Example 1: Weighted Average

Let’s say we have sales data with both sales figures and associated weights (representing, perhaps, customer importance):

import pandas as pd

data = {'Sales': [100, 200, 300, 400],
        'Weight': [0.1, 0.3, 0.4, 0.2]}
df = pd.DataFrame(data)

def weighted_average(series):
    weights = series['Weight']
    sales = series['Sales']
    return (sales * weights).sum() / weights.sum()


weighted_avg = df.agg(weighted_average)
print(weighted_avg) #Output: Sales    260.0

This example defines weighted_average which calculates the weighted average of ‘Sales’ using the ‘Weight’ column. The agg() method applies this function to the entire DataFrame.

Example 2: Custom Percentile

Pandas provides percentiles, but let’s create a function to calculate a custom percentile (e.g., the 85th percentile):

import numpy as np
import pandas as pd

data = {'Values': [10, 20, 30, 40, 50, 60, 70, 80, 90, 100]}
df = pd.DataFrame(data)


def custom_percentile(series, percentile):
    return np.percentile(series, percentile)

percentile_85 = df.agg({'Values': lambda x: custom_percentile(x, 85)})
print(percentile_85) #Output: Values    85.0

Here, custom_percentile takes both the series and the desired percentile as input. Note the use of a lambda function for brevity.

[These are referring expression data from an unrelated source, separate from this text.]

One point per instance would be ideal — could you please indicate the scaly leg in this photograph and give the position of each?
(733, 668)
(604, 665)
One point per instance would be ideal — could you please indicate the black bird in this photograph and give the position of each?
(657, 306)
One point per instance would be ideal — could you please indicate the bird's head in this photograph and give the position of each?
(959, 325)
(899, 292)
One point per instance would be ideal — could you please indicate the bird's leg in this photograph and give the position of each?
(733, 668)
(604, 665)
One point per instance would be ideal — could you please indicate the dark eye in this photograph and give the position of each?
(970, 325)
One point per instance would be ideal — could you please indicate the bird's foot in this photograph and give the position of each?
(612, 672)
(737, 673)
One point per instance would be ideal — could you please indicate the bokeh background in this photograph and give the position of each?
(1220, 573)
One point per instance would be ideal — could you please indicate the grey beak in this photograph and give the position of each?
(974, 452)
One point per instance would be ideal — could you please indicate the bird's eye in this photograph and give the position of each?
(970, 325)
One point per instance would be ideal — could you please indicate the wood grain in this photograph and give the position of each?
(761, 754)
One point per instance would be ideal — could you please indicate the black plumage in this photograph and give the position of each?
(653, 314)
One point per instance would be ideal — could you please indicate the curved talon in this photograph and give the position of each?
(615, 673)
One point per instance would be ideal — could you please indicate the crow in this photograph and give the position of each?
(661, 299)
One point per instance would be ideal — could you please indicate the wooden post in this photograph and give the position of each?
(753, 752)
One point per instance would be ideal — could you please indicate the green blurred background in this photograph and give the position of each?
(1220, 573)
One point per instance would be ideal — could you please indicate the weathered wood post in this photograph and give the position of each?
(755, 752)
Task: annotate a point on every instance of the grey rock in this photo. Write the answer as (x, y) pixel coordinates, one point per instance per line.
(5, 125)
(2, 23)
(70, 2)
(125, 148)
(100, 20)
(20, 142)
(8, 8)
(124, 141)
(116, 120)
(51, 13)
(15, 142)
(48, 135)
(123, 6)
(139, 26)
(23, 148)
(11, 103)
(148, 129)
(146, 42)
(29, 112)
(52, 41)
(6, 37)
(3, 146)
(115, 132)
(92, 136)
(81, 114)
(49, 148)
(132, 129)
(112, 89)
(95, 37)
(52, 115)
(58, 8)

Example 3: Multiple Aggregations with Custom Functions

We can combine multiple custom aggregations within a single agg() call:

import pandas as pd

data = {'Values': [10, 20, 30, 40, 50]}
df = pd.DataFrame(data)


def custom_sum(series):
  return series.sum()

def custom_range(series):
  return series.max() - series.min()


aggregated_data = df.agg({'Values': [custom_sum, custom_range]})
print(aggregated_data)
#Output:      Values

This demonstrates the flexibility of using multiple custom functions within agg(), providing a concise way to perform diverse calculations.